Now the headers are created along with the body that is sent to Azure AD. If all details are valid, the response is returned which contains the access token.

# Login to AzureRM if needed with Add-AzureRmAccount
$tenantID =  (Get-AzureRmTenant).Id
$ApplicationClientID = $app.ApplicationId.Guid
$graphUrl = 'https://graph.microsoft.com'
$tokenEndpoint = "https://login.microsoftonline.com/$tenantID/oauth2/token"

$tokenHeaders = @{
  "Content-Type" = "application/x-www-form-urlencoded";
}

$tokenBody = @{
  "grant_type"    = "client_credentials";
  "client_id"     = "$ApplicationClientID";
  "client_secret" = "$ClientSecret";
  "resource"      = "$graphUrl";
}

# Post request to get the access token so we can query the Microsoft Graph (valid for 1 hour)
$response = Invoke-RestMethod -Method Post -Uri $tokenEndpoint -Headers $tokenHeaders -Body $tokenBody

Now that the access token has been received, it is added to the headers that will be sent to the query URL. The query URL is the URL of the graph, along with the data that you want to receive (See the graph explorer to view the URLs that can be appended to get different data back).

The results are stored in the userList variable.

# Create the headers to send with the access token obtained from the above post
$queryHeaders = @{
  "Content-Type" = "application/json"
  "Authorization" = "Bearer $($response.access_token)"
}

# Create the URL to access all the users and send the query to the URL along with authorization headers
$queryUrl = $graphUrl + "/v1.0/users"
$userList = Invoke-RestMethod -Method Get -Uri $queryUrl -Headers $queryHeaders

The Get-Member Cmdlet shows the properties of the pscustomobject that stores the results from the API call to the graph.

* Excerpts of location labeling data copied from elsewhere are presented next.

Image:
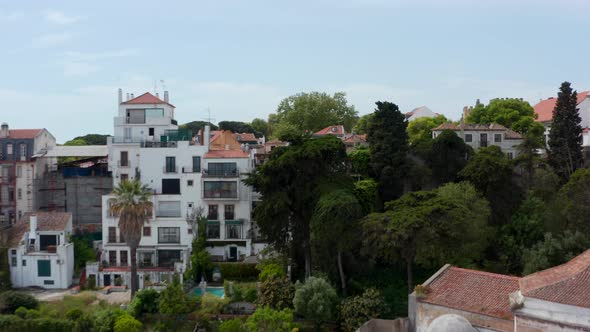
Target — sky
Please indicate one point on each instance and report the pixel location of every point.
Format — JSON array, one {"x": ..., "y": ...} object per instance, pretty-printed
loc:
[{"x": 63, "y": 61}]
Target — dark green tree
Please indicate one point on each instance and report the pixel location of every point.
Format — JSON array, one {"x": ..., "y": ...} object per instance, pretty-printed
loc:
[
  {"x": 565, "y": 136},
  {"x": 388, "y": 141}
]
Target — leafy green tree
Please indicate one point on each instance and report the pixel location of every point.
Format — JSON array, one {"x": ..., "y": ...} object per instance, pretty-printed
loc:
[
  {"x": 356, "y": 310},
  {"x": 362, "y": 125},
  {"x": 421, "y": 128},
  {"x": 389, "y": 146},
  {"x": 288, "y": 183},
  {"x": 490, "y": 171},
  {"x": 512, "y": 113},
  {"x": 267, "y": 319},
  {"x": 133, "y": 206},
  {"x": 316, "y": 300},
  {"x": 276, "y": 292},
  {"x": 311, "y": 112},
  {"x": 445, "y": 225},
  {"x": 565, "y": 136},
  {"x": 554, "y": 250},
  {"x": 448, "y": 156}
]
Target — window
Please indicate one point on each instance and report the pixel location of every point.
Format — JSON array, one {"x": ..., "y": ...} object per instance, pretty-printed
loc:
[
  {"x": 124, "y": 160},
  {"x": 213, "y": 231},
  {"x": 112, "y": 258},
  {"x": 212, "y": 214},
  {"x": 171, "y": 186},
  {"x": 229, "y": 212},
  {"x": 124, "y": 260},
  {"x": 221, "y": 189},
  {"x": 44, "y": 268},
  {"x": 222, "y": 169},
  {"x": 170, "y": 165},
  {"x": 169, "y": 209},
  {"x": 112, "y": 234},
  {"x": 196, "y": 164},
  {"x": 168, "y": 234}
]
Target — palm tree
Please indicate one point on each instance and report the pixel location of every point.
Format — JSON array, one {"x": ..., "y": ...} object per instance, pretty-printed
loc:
[{"x": 133, "y": 206}]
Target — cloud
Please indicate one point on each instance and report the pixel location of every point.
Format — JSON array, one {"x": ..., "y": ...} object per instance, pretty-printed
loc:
[{"x": 58, "y": 17}]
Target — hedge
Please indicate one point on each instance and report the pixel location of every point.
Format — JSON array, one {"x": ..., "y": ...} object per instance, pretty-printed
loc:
[{"x": 238, "y": 271}]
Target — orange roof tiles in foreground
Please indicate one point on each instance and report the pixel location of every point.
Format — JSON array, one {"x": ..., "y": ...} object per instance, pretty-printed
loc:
[
  {"x": 544, "y": 109},
  {"x": 473, "y": 291}
]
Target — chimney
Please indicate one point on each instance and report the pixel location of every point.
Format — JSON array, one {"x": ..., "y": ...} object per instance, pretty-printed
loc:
[
  {"x": 32, "y": 226},
  {"x": 4, "y": 130}
]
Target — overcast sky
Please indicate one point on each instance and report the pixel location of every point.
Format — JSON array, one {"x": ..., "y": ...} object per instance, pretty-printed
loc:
[{"x": 62, "y": 61}]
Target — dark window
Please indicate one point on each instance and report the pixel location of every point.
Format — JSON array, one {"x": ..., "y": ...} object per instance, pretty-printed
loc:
[
  {"x": 212, "y": 214},
  {"x": 221, "y": 189},
  {"x": 112, "y": 234},
  {"x": 196, "y": 164},
  {"x": 229, "y": 212},
  {"x": 124, "y": 260},
  {"x": 44, "y": 268},
  {"x": 171, "y": 186},
  {"x": 168, "y": 234},
  {"x": 170, "y": 165}
]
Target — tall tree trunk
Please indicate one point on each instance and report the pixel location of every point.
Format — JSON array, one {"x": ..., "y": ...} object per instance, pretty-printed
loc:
[
  {"x": 410, "y": 276},
  {"x": 133, "y": 250},
  {"x": 341, "y": 272}
]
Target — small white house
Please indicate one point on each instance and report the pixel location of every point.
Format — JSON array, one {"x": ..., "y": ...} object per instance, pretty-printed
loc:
[{"x": 40, "y": 253}]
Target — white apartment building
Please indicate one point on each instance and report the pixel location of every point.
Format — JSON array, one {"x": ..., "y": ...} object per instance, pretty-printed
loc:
[
  {"x": 186, "y": 171},
  {"x": 483, "y": 135},
  {"x": 39, "y": 250}
]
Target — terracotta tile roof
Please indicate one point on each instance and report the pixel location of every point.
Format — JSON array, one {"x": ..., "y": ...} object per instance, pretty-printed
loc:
[
  {"x": 544, "y": 109},
  {"x": 46, "y": 221},
  {"x": 23, "y": 133},
  {"x": 473, "y": 291},
  {"x": 146, "y": 98},
  {"x": 337, "y": 130},
  {"x": 568, "y": 283},
  {"x": 226, "y": 154}
]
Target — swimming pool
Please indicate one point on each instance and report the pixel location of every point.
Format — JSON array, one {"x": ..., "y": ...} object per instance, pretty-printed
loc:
[{"x": 217, "y": 291}]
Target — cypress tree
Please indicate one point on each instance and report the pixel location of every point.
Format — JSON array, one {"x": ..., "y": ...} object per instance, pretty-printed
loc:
[{"x": 565, "y": 136}]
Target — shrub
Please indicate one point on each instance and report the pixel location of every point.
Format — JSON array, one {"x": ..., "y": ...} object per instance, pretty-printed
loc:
[
  {"x": 276, "y": 293},
  {"x": 315, "y": 300},
  {"x": 267, "y": 319},
  {"x": 238, "y": 271},
  {"x": 11, "y": 300},
  {"x": 145, "y": 301},
  {"x": 233, "y": 325},
  {"x": 271, "y": 270},
  {"x": 126, "y": 323},
  {"x": 355, "y": 311}
]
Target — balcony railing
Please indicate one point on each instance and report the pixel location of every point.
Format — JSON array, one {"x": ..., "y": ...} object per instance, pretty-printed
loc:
[{"x": 221, "y": 173}]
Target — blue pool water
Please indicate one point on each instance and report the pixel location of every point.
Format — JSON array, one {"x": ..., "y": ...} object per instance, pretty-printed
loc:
[{"x": 217, "y": 291}]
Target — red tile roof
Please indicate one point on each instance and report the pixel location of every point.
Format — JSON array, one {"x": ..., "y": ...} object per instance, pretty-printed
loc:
[
  {"x": 146, "y": 98},
  {"x": 568, "y": 283},
  {"x": 544, "y": 109},
  {"x": 213, "y": 154},
  {"x": 473, "y": 291},
  {"x": 23, "y": 133},
  {"x": 331, "y": 130}
]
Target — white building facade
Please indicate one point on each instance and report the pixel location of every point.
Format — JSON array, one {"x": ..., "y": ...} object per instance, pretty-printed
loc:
[
  {"x": 186, "y": 175},
  {"x": 40, "y": 253}
]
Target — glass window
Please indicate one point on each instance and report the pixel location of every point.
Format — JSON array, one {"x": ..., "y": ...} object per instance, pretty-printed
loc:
[
  {"x": 168, "y": 234},
  {"x": 221, "y": 189}
]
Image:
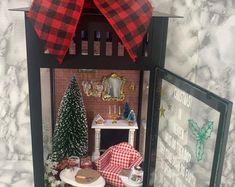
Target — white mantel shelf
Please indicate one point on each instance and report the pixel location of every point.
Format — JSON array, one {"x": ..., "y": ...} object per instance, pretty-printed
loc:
[
  {"x": 108, "y": 124},
  {"x": 121, "y": 124}
]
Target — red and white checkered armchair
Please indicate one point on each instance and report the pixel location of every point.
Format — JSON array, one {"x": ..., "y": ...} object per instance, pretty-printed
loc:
[{"x": 116, "y": 158}]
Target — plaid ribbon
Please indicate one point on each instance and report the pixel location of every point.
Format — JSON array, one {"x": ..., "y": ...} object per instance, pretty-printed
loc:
[{"x": 55, "y": 22}]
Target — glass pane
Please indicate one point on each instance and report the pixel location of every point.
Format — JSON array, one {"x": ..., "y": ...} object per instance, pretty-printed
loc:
[
  {"x": 46, "y": 111},
  {"x": 186, "y": 140}
]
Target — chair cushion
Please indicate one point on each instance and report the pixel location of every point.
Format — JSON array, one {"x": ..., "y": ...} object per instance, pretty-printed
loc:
[{"x": 120, "y": 158}]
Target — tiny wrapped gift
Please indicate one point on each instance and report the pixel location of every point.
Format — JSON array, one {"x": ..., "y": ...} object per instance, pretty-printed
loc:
[{"x": 86, "y": 176}]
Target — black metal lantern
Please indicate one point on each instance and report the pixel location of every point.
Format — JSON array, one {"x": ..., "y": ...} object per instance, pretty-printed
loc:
[{"x": 151, "y": 57}]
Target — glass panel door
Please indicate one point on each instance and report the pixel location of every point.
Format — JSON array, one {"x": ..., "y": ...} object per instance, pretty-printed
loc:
[{"x": 191, "y": 134}]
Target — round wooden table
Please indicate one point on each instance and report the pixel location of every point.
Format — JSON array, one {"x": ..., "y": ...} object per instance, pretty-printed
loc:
[{"x": 68, "y": 176}]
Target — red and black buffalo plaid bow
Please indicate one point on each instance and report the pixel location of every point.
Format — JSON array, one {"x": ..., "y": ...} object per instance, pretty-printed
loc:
[{"x": 55, "y": 22}]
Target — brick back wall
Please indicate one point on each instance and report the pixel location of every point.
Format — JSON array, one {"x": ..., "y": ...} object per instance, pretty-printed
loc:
[{"x": 95, "y": 105}]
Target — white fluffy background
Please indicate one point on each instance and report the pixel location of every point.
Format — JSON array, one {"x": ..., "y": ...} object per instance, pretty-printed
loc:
[
  {"x": 203, "y": 42},
  {"x": 15, "y": 135}
]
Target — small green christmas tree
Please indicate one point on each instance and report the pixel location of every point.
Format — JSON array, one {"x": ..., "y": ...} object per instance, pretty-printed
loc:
[
  {"x": 126, "y": 111},
  {"x": 71, "y": 133}
]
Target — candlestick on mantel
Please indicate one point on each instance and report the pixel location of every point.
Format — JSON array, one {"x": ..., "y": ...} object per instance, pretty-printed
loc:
[{"x": 114, "y": 109}]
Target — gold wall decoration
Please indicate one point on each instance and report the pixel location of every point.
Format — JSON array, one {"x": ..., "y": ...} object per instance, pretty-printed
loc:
[{"x": 113, "y": 88}]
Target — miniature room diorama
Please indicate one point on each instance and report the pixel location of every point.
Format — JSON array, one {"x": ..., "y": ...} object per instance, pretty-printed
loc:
[{"x": 105, "y": 111}]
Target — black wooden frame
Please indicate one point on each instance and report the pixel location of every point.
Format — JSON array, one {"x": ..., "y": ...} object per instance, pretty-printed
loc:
[
  {"x": 154, "y": 63},
  {"x": 36, "y": 59}
]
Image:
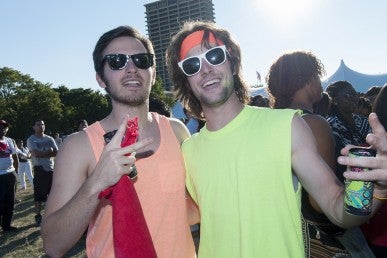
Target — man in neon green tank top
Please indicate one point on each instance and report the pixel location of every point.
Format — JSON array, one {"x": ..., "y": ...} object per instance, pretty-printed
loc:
[{"x": 239, "y": 166}]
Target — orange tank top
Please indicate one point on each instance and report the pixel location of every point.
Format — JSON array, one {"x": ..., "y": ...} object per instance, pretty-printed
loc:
[{"x": 161, "y": 190}]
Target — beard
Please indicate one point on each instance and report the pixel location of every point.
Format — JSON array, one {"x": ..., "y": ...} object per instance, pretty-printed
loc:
[{"x": 124, "y": 99}]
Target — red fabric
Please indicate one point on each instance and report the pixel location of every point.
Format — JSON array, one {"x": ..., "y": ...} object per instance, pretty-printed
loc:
[{"x": 130, "y": 233}]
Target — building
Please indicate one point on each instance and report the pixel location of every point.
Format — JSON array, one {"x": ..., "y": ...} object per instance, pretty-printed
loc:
[{"x": 164, "y": 18}]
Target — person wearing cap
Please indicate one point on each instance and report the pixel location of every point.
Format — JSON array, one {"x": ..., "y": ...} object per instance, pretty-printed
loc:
[
  {"x": 245, "y": 167},
  {"x": 9, "y": 164}
]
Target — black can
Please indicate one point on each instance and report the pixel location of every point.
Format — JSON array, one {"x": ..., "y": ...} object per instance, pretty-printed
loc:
[{"x": 358, "y": 194}]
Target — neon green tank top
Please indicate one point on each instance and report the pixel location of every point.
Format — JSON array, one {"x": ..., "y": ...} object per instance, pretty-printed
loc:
[{"x": 241, "y": 178}]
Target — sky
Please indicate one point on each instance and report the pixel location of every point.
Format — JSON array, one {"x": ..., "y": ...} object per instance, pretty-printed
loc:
[{"x": 52, "y": 41}]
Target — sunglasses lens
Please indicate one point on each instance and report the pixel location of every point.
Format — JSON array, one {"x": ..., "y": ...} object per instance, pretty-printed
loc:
[
  {"x": 143, "y": 61},
  {"x": 118, "y": 61},
  {"x": 216, "y": 56},
  {"x": 191, "y": 65}
]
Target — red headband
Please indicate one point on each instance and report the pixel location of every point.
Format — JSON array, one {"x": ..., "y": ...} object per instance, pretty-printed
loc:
[{"x": 195, "y": 39}]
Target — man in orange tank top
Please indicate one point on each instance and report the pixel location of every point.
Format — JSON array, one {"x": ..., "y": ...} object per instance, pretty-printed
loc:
[{"x": 85, "y": 165}]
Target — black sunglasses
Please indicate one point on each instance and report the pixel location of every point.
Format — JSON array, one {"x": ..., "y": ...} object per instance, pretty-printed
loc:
[
  {"x": 214, "y": 56},
  {"x": 120, "y": 61}
]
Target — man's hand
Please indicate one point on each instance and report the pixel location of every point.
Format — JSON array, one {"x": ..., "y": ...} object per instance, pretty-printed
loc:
[
  {"x": 113, "y": 162},
  {"x": 378, "y": 164}
]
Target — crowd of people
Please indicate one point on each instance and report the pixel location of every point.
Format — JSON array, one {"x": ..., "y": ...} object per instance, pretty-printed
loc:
[{"x": 264, "y": 181}]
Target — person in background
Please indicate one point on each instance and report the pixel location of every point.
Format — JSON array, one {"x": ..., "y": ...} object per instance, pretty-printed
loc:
[
  {"x": 239, "y": 166},
  {"x": 25, "y": 168},
  {"x": 43, "y": 150},
  {"x": 85, "y": 166},
  {"x": 371, "y": 93},
  {"x": 323, "y": 106},
  {"x": 159, "y": 106},
  {"x": 294, "y": 82},
  {"x": 82, "y": 125},
  {"x": 364, "y": 106},
  {"x": 375, "y": 230},
  {"x": 9, "y": 163},
  {"x": 347, "y": 126}
]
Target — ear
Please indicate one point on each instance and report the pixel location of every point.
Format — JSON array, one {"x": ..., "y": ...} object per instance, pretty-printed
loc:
[{"x": 100, "y": 81}]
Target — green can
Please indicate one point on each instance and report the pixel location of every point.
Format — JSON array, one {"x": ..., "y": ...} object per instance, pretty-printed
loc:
[{"x": 358, "y": 194}]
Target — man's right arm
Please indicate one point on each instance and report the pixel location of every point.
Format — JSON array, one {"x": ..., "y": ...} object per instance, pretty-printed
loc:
[
  {"x": 76, "y": 184},
  {"x": 72, "y": 200}
]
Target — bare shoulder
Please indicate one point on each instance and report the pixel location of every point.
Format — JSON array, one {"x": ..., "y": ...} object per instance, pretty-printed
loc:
[
  {"x": 179, "y": 128},
  {"x": 75, "y": 151}
]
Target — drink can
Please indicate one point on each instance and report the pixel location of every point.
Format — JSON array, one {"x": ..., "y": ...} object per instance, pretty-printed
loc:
[{"x": 358, "y": 194}]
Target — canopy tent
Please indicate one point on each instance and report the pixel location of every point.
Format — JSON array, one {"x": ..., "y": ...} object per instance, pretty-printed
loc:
[{"x": 360, "y": 81}]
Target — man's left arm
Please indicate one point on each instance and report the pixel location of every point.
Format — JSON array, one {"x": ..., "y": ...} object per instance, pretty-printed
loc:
[
  {"x": 182, "y": 134},
  {"x": 377, "y": 165},
  {"x": 317, "y": 177}
]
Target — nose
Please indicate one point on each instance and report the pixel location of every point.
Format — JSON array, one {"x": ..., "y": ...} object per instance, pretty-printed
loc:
[
  {"x": 131, "y": 67},
  {"x": 206, "y": 67}
]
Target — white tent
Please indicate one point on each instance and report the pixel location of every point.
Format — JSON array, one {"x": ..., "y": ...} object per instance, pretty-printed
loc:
[{"x": 360, "y": 81}]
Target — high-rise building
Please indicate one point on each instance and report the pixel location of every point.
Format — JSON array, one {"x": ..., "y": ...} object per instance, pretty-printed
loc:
[{"x": 164, "y": 18}]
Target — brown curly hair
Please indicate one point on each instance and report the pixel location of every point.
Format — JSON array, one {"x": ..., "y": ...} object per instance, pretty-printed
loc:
[
  {"x": 289, "y": 73},
  {"x": 179, "y": 79}
]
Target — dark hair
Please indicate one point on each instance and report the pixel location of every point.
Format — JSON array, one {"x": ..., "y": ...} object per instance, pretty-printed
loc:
[
  {"x": 259, "y": 101},
  {"x": 322, "y": 107},
  {"x": 181, "y": 86},
  {"x": 374, "y": 90},
  {"x": 290, "y": 73},
  {"x": 106, "y": 38},
  {"x": 380, "y": 105},
  {"x": 336, "y": 87}
]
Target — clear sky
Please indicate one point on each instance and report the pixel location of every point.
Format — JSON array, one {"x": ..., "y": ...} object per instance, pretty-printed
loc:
[{"x": 52, "y": 41}]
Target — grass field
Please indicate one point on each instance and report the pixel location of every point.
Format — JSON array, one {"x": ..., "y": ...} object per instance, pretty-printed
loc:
[{"x": 27, "y": 242}]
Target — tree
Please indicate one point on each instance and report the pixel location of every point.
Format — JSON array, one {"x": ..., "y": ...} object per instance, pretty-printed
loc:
[{"x": 82, "y": 104}]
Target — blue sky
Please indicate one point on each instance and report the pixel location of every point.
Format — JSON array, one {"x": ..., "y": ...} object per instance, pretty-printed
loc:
[{"x": 52, "y": 41}]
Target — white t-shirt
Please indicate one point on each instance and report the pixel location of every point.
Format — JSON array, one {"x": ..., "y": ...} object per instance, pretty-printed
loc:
[{"x": 7, "y": 149}]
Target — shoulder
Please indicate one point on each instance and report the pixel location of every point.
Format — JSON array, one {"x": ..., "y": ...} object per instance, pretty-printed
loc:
[
  {"x": 179, "y": 129},
  {"x": 76, "y": 144}
]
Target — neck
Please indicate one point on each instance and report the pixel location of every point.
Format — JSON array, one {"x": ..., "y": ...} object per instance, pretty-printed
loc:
[
  {"x": 114, "y": 119},
  {"x": 219, "y": 117}
]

UserList variable pscustomobject properties

The value Noteproperty contains an object, so expanding that value property gives the data requested.

Piping that to Get-Member shows all of the available data received.

UserList value property output

Finally the display names of the users in the tenants are written to the output stream.

# Output the displaynames
Write-Output $userList.value.displayName

Output of display names

Summary

This post has shown how to set up an Azure AD application and then use it to authenticate against the application to gain access to the Microsoft graph API using PowerShell. The graph holds a rich collection of data and being able to query with PowerShell is useful to allow integration with other applications such as Slack, Azure Automation Runbooks, Azure functions (V1 of functions still currently support PowerShell) etc. With the correct permissions and query URLs you could adapt the above script to get lots of different data and alos send put requests to update entities in Azure AD. Version 2 of the graph is a work in progress and hopefully even more of the API will be exposed soon.

For me personally, this was a fun start to the project and wanted to get it written down here for future use and the up and coming hackathon.